Hilbay led the Philippine delegation that faced the ad hoc arbitral tribunal in two hearings held in the Netherlands.
The hearings covered jurisdictional issues on the case. A favorable ruling for the Philippines would pave the way for proceedings on the merits of the legal action.
The Philippine case aims to nullify China’s so-called “nine-dash line” claim, which encroaches into the Philippines’ exclusive economic zone within the South China Sea, an area Manila refers to as the West Philippine Sea.
It also seeks to stop China’s occupation, reclamation and other intrusive activities within the area.

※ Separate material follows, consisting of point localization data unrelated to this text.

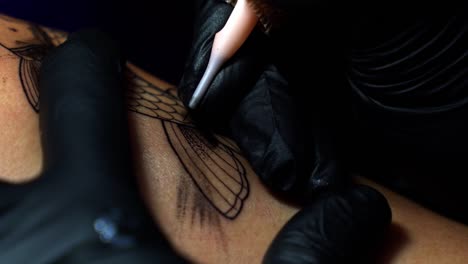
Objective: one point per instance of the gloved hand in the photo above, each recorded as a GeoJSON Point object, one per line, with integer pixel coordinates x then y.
{"type": "Point", "coordinates": [281, 123]}
{"type": "Point", "coordinates": [83, 127]}
{"type": "Point", "coordinates": [342, 227]}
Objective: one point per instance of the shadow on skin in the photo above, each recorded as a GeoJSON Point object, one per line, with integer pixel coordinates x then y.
{"type": "Point", "coordinates": [396, 239]}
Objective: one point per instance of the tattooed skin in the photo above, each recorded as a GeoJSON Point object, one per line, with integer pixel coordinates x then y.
{"type": "Point", "coordinates": [212, 163]}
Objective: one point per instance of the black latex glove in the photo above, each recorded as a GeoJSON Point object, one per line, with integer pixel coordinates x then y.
{"type": "Point", "coordinates": [344, 227]}
{"type": "Point", "coordinates": [286, 137]}
{"type": "Point", "coordinates": [83, 127]}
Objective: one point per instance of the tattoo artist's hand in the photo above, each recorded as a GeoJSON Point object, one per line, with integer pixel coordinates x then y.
{"type": "Point", "coordinates": [290, 148]}
{"type": "Point", "coordinates": [337, 227]}
{"type": "Point", "coordinates": [83, 121]}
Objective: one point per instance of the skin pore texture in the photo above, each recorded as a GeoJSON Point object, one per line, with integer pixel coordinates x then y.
{"type": "Point", "coordinates": [198, 187]}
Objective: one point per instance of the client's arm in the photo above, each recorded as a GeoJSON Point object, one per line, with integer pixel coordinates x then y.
{"type": "Point", "coordinates": [198, 187]}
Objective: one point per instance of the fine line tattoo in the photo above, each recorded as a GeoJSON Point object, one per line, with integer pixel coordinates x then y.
{"type": "Point", "coordinates": [212, 163]}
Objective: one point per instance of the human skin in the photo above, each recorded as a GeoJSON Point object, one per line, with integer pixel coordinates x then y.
{"type": "Point", "coordinates": [177, 198]}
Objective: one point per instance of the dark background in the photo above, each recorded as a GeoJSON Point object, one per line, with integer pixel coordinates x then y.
{"type": "Point", "coordinates": [156, 35]}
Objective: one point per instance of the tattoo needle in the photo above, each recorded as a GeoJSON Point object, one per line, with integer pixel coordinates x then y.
{"type": "Point", "coordinates": [227, 41]}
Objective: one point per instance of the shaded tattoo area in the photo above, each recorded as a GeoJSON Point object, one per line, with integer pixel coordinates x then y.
{"type": "Point", "coordinates": [212, 162]}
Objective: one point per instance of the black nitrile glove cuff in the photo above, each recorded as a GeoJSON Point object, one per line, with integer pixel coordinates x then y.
{"type": "Point", "coordinates": [80, 86]}
{"type": "Point", "coordinates": [292, 157]}
{"type": "Point", "coordinates": [341, 227]}
{"type": "Point", "coordinates": [235, 78]}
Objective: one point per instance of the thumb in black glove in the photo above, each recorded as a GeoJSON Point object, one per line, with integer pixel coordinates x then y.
{"type": "Point", "coordinates": [344, 227]}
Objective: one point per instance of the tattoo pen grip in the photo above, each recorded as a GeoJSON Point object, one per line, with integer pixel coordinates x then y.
{"type": "Point", "coordinates": [226, 42]}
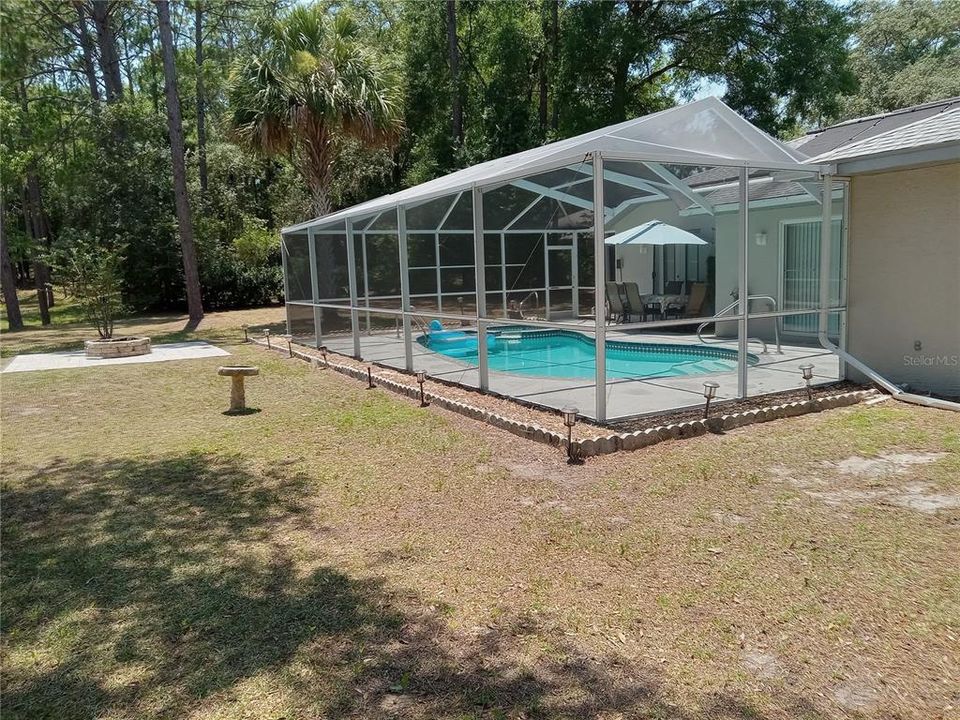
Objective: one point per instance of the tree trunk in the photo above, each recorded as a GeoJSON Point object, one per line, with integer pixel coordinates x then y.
{"type": "Point", "coordinates": [7, 280]}
{"type": "Point", "coordinates": [175, 127]}
{"type": "Point", "coordinates": [621, 71]}
{"type": "Point", "coordinates": [107, 42]}
{"type": "Point", "coordinates": [39, 227]}
{"type": "Point", "coordinates": [154, 90]}
{"type": "Point", "coordinates": [40, 273]}
{"type": "Point", "coordinates": [457, 112]}
{"type": "Point", "coordinates": [542, 114]}
{"type": "Point", "coordinates": [555, 58]}
{"type": "Point", "coordinates": [201, 111]}
{"type": "Point", "coordinates": [86, 45]}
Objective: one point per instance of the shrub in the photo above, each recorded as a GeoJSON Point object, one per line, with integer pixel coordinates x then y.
{"type": "Point", "coordinates": [92, 272]}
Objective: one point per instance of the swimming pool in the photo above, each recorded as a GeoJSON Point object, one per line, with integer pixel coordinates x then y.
{"type": "Point", "coordinates": [569, 354]}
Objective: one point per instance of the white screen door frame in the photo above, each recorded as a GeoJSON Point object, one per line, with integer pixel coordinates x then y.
{"type": "Point", "coordinates": [799, 283]}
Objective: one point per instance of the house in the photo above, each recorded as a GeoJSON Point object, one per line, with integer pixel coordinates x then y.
{"type": "Point", "coordinates": [511, 252]}
{"type": "Point", "coordinates": [903, 240]}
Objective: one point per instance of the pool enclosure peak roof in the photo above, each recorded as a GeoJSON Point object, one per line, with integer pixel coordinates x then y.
{"type": "Point", "coordinates": [704, 133]}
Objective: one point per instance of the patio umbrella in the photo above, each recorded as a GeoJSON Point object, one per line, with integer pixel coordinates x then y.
{"type": "Point", "coordinates": [655, 232]}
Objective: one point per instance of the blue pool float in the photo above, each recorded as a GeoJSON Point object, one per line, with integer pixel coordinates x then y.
{"type": "Point", "coordinates": [453, 343]}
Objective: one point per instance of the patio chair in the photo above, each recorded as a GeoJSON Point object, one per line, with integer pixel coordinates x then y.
{"type": "Point", "coordinates": [615, 302]}
{"type": "Point", "coordinates": [698, 296]}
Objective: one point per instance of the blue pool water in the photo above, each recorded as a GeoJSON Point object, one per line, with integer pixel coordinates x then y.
{"type": "Point", "coordinates": [568, 354]}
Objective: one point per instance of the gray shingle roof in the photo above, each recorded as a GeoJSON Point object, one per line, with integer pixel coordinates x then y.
{"type": "Point", "coordinates": [831, 138]}
{"type": "Point", "coordinates": [926, 132]}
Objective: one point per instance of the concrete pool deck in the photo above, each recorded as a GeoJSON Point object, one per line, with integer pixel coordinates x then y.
{"type": "Point", "coordinates": [625, 397]}
{"type": "Point", "coordinates": [30, 362]}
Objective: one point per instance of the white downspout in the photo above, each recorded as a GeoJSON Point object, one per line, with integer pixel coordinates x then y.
{"type": "Point", "coordinates": [825, 247]}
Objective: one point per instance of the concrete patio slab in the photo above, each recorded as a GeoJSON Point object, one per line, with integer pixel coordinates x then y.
{"type": "Point", "coordinates": [78, 359]}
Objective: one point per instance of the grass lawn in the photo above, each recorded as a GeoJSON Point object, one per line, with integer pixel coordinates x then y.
{"type": "Point", "coordinates": [344, 553]}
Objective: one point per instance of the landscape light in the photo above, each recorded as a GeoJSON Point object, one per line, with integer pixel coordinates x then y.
{"type": "Point", "coordinates": [421, 378]}
{"type": "Point", "coordinates": [709, 392]}
{"type": "Point", "coordinates": [807, 371]}
{"type": "Point", "coordinates": [569, 414]}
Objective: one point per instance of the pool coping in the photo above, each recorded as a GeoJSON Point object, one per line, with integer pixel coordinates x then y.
{"type": "Point", "coordinates": [600, 444]}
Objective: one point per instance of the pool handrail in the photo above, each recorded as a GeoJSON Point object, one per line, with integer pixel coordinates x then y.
{"type": "Point", "coordinates": [763, 343]}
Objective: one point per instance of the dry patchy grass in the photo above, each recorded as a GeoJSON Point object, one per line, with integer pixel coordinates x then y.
{"type": "Point", "coordinates": [343, 553]}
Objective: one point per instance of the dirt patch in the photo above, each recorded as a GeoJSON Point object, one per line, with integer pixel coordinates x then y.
{"type": "Point", "coordinates": [854, 695]}
{"type": "Point", "coordinates": [889, 464]}
{"type": "Point", "coordinates": [832, 482]}
{"type": "Point", "coordinates": [763, 665]}
{"type": "Point", "coordinates": [729, 518]}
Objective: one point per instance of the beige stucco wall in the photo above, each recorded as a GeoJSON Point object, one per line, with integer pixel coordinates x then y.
{"type": "Point", "coordinates": [904, 276]}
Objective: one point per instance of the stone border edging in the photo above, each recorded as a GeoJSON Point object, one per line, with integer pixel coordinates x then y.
{"type": "Point", "coordinates": [604, 444]}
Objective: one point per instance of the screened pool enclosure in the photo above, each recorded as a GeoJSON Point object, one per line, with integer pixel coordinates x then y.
{"type": "Point", "coordinates": [616, 271]}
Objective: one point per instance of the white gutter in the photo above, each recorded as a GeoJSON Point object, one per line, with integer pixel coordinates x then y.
{"type": "Point", "coordinates": [896, 392]}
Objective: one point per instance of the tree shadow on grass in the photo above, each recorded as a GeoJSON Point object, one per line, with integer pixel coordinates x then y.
{"type": "Point", "coordinates": [172, 586]}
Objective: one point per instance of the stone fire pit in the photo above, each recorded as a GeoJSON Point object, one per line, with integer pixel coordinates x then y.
{"type": "Point", "coordinates": [117, 347]}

China has repeatedly refused to take part in the proceedings, asserting its “indisputable sovereignty” over almost all of the South China Sea. However, it released an extensive position paper last year, which the tribunal considered its plea.
“We are confident that we presented the best forms of the argument. How the arbitrators, how the members of the arbitral tribunal received them, we don’t know,” Hilbay said.
He added that the proceedings were private and that a disclosure of details was not allowed.
“But we believe, based on our understanding of the case, that we have presented, and the answers we have given are the best forms of argument possible,” he said.
With China’s nonparticipation, Hilbay said “there is a special burden on the Philippines and on the tribunal to ensure that the proceedings are fair and reasonable and that the tribunal will be able to come up with a just solution, notwithstanding the absence of the other party.”
Hilbay said the Philippines was on track toward submitting a supplemental pleading after the hearings and would meet the July 23 deadline.
The arbitral panel has required the Philippine side to file additional written responses on “some aspects of the case that weren’t fully articulated” in the pleadings the country submitted and in the answers the legal team gave during the hearings.
The chief solicitor also welcomed the attendance at the hearings of foreign observers from other claimant countries, like Malaysia and Vietnam, and neighboring Thailand, Indonesia and Japan.
“This is not really between the Philippines and China. This is both a regional and global concern,” Hilbay said. “Everyone is focused on this case. The presence of littoral states, coastal states and Japan is, we believe, a good sign for us.”
Japan, which has a separate unresolved dispute with China in the East China Sea, is a key Philippine ally in its quest for the resolution of the maritime dispute.